Ativar segredos externos para contas de serviço do Google

  1. No arquivo de substituições, adicione as propriedades de configuração serviceAccountSecretProviderClass e envs[].serviceAccountSecretProviderClass para ativar o uso de segredos externos para contas de serviço do Google.
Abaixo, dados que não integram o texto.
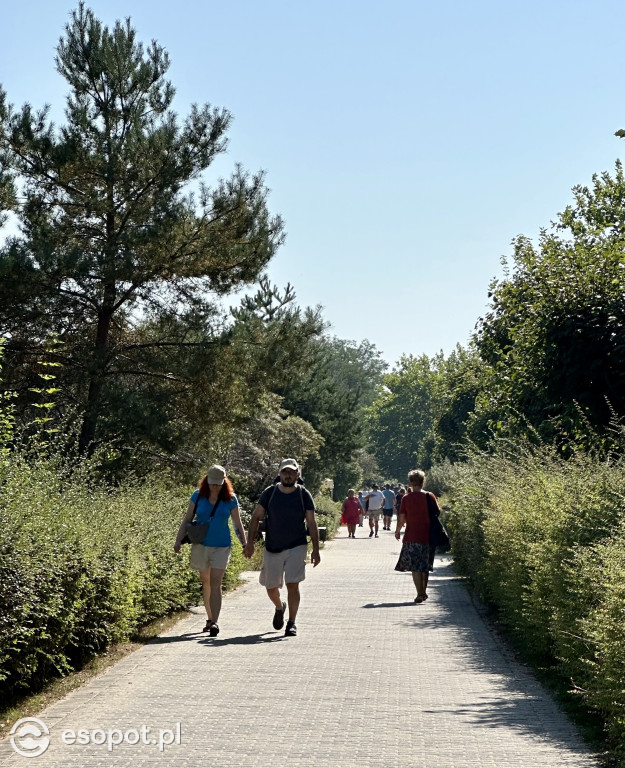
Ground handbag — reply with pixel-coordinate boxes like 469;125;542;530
425;492;451;549
181;493;221;544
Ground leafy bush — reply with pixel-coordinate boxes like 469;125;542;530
449;444;625;748
315;494;341;540
0;451;250;697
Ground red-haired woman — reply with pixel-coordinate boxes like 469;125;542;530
174;464;245;637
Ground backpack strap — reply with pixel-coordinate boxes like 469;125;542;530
191;490;221;522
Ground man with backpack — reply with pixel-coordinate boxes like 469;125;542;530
243;459;321;637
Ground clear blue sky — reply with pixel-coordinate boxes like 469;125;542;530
0;0;625;364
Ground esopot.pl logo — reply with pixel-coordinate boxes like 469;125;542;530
10;717;50;757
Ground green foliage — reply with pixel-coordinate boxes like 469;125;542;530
275;336;386;493
448;441;625;747
368;346;481;482
315;494;341;539
0;3;283;451
476;162;625;454
0;446;254;697
223;394;323;499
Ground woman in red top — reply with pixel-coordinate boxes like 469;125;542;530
395;469;438;603
341;488;362;539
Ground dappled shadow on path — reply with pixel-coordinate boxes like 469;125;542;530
146;631;285;645
362;558;592;765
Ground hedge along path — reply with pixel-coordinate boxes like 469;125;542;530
0;528;598;768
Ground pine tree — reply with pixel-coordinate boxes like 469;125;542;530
0;3;283;449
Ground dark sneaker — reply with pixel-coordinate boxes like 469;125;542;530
273;603;286;629
284;621;297;637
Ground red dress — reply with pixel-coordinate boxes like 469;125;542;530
341;496;362;525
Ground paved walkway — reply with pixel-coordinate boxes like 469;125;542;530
0;528;596;768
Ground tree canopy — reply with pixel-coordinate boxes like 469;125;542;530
0;4;283;448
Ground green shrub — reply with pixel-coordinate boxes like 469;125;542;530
315;494;342;540
449;444;625;747
0;451;251;697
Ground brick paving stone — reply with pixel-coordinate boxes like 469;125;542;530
0;528;598;768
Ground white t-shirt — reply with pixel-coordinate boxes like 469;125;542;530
365;491;384;512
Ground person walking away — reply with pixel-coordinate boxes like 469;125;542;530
174;464;246;637
358;491;367;528
364;483;384;539
395;469;438;603
243;459;321;637
395;485;406;517
382;483;395;531
341;488;362;539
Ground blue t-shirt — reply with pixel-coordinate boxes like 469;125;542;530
382;488;395;509
191;490;239;547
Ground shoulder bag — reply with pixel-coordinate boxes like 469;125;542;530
182;493;221;544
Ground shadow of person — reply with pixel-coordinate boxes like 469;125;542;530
199;632;285;646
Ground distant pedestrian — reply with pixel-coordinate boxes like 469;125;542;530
358;491;367;528
382;483;395;531
341;488;362;539
395;469;439;603
243;459;321;637
364;483;384;539
395;485;406;517
174;464;245;637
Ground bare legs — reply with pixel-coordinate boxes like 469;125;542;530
412;571;430;602
200;567;225;624
267;582;300;621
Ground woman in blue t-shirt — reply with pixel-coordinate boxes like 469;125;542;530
174;464;246;637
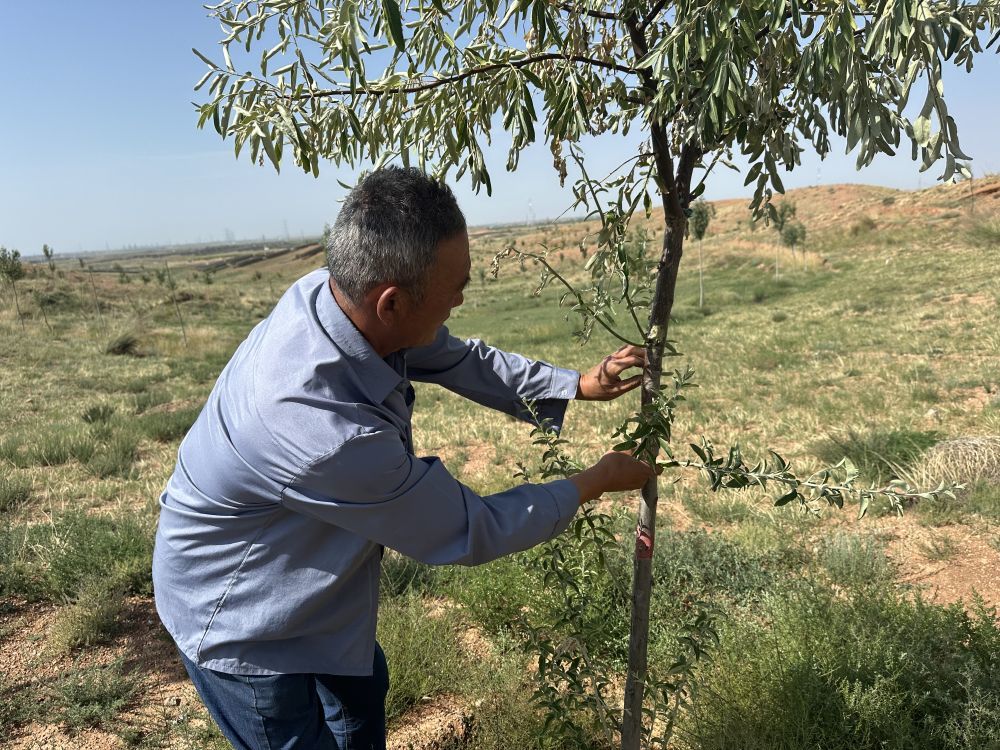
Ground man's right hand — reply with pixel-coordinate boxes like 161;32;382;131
569;451;656;505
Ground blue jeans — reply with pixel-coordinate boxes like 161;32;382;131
181;644;389;750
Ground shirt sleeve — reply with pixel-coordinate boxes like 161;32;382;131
282;430;579;565
406;326;580;430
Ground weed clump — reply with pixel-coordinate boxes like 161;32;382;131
0;474;31;513
49;578;125;654
810;429;939;483
104;333;142;357
907;435;1000;496
80;404;115;424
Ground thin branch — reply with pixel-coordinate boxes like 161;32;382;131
639;0;667;31
493;247;642;346
280;52;643;99
559;3;620;21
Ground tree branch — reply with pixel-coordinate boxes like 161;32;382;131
559;3;620;21
639;0;667;31
280;52;643;99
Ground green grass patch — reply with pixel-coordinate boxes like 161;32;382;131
139;406;201;443
680;587;1000;750
0;512;155;601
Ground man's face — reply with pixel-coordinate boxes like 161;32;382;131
404;231;472;347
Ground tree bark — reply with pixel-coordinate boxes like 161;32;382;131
621;132;700;750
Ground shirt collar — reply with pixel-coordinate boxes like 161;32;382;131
316;275;404;404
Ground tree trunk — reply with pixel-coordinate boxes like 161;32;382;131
698;240;705;309
10;279;26;333
621;132;688;750
87;266;108;336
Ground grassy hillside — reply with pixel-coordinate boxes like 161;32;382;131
0;179;1000;748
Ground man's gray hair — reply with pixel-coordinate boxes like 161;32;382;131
326;167;465;305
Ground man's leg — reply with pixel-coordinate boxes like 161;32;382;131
315;643;389;750
181;654;338;750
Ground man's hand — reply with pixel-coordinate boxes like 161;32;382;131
569;451;663;505
576;345;646;401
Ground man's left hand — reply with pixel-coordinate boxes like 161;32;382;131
576;345;646;401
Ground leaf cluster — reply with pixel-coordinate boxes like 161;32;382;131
0;246;25;284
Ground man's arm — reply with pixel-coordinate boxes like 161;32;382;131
282;430;653;565
406;326;580;429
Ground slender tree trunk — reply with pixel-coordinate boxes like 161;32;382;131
87;266;108;336
163;261;187;346
10;279;27;333
621;131;700;750
698;240;705;308
35;297;52;333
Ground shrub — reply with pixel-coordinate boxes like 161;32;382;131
850;216;878;237
968;219;1000;248
378;596;468;719
52;659;140;733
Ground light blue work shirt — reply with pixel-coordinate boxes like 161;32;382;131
153;270;579;675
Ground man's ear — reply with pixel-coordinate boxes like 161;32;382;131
369;284;406;326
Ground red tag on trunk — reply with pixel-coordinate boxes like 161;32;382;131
635;524;653;560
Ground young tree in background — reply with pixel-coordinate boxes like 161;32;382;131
0;247;25;333
42;245;56;276
771;200;796;278
688;198;715;307
197;0;1000;750
781;221;806;268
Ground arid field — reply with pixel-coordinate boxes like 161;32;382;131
0;177;1000;750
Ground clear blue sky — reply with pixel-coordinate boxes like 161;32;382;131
0;0;1000;255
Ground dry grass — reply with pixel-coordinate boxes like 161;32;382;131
910;435;1000;487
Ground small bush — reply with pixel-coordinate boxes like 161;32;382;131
80;404;115;424
104;333;141;357
0;670;40;736
810;429;938;482
0;473;31;513
19;425;96;467
49;577;125;654
87;433;139;479
52;659;140;733
819;533;894;588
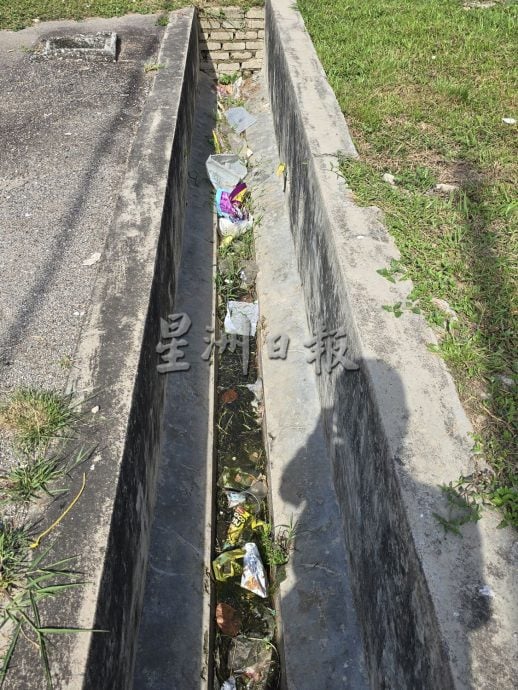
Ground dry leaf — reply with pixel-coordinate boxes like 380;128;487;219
221;388;237;405
216;602;241;637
É possível remover ou comentar as propriedades de configuração serviceAccountPath e serviceAccountPaths:
    serviceAccountSecretProviderClass: apigee-orgsakeys-spc
    
    envs:
      - name: ENV_NAME
        serviceAccountSecretProviderClass: apigee-envsakeys-ENV_NAME-spc
  2. Aplique cada gráfico do Helm:
    helm upgrade datastore apigee-datastore/ \
        --install \
        --namespace APIGEE_NAMESPACE \
        --atomic \
        -f overrides.yaml
    
    helm upgrade telemetry apigee-telemetry/ \
        --install \
        --namespace APIGEE_NAMESPACE \
        --atomic \
        -f overrides.yaml
    
    helm upgrade redis apigee-redis/ \
        --install \
        --namespace APIGEE_NAMESPACE \
        --atomic \
        -f overrides.yaml
    
    helm upgrade ORG_NAME apigee-org/ \
        --install \
        --namespace APIGEE_NAMESPACE \
        --atomic \
        -f overrides.yaml
    
  3. Para cada ambiente, aplique o gráfico apigee-env:
    helm upgrade ENV_NAME apigee-env/ \
        --install \
        --namespace APIGEE_NAMESPACE \
        --set env=ENV_NAME \
        --atomic \
        -f overrides.yaml
    

Como reverter para o uso de arquivos de certificado da conta de serviço

Se você precisar reverter para usar arquivos de certificado de conta de serviço do Google armazenados, use o seguinte procedimento:

  1. Atualize seu arquivo de modificação:
    1. Remova ou comente as linhas serviceAccountSecretProviderClass e envs:serviceAccountSecretProviderClass.
    2. Adicione as propriedades de configuração serviceAccountPath e serviceAccountPaths com os caminhos para as contas de serviço adequadas.

    Exemplo:

    # serviceAccountSecretProviderClass: apigee-orgsakeys-spc - (commented out)
    
    cassandra:
      backup:
        serviceAccountPath: service-accounts/myhybridorg-apigee-cassandra.json
      restore:
        serviceAccountPath: service-accounts/myhybridorg-apigee-cassandra.json
    
    connectAgent:
      serviceAccountPath: service-accounts/myhybridorg-apigee-mart.json
    
    envs:
      - name: test
      # serviceAccountSecretProviderClass: apigee-envsakeys-spc - (commented out)
        serviceAccountPaths:
          runtime: service-accounts/myhybridorg-apigee-runtime.json
          synchronizer: service-accounts/myhybridorg-apigee-synchronizer.json
    
    logger:
      serviceAccountPath: service-accounts/myhybridorg-apigee-logger.json
    
    mart:
      serviceAccountPath: service-accounts/myhybridorg-apigee-mart.json
    
    metrics:
      serviceAccountPath: service-accounts/myhybridorg-apigee-metrics.json
    
    udca:
      serviceAccountPath: service-accounts/myhybridorg-apigee-udca.json
    
    watcher:
      serviceAccountPath: service-accounts/myhybridorg-apigee-watcher.json
    
  2. Aplique cada gráfico do Helm:
    helm upgrade datastore apigee-datastore/ \
        --install \
        --namespace APIGEE_NAMESPACE \
        --atomic \
        -f overrides.yaml
    
    helm upgrade telemetry apigee-telemetry/ \
        --install \
        --namespace APIGEE_NAMESPACE \
        --atomic \
        -f overrides.yaml
    
    helm upgrade redis apigee-redis/ \
        --install \
        --namespace APIGEE_NAMESPACE \
        --atomic \
        -f overrides.yaml
    
    helm upgrade ORG_NAME apigee-org/ \
        --install \
        --namespace APIGEE_NAMESPACE \
        --atomic \
        -f overrides.yaml
    
  3. Para cada ambiente, aplique o gráfico apigee-env:
    helm upgrade ENV_NAME apigee-env/ \
        --install \
        --namespace APIGEE_NAMESPACE \
        --set env=ENV_NAME \
        --atomic \
        -f overrides.yaml
    

    Repita essa etapa para cada ambiente.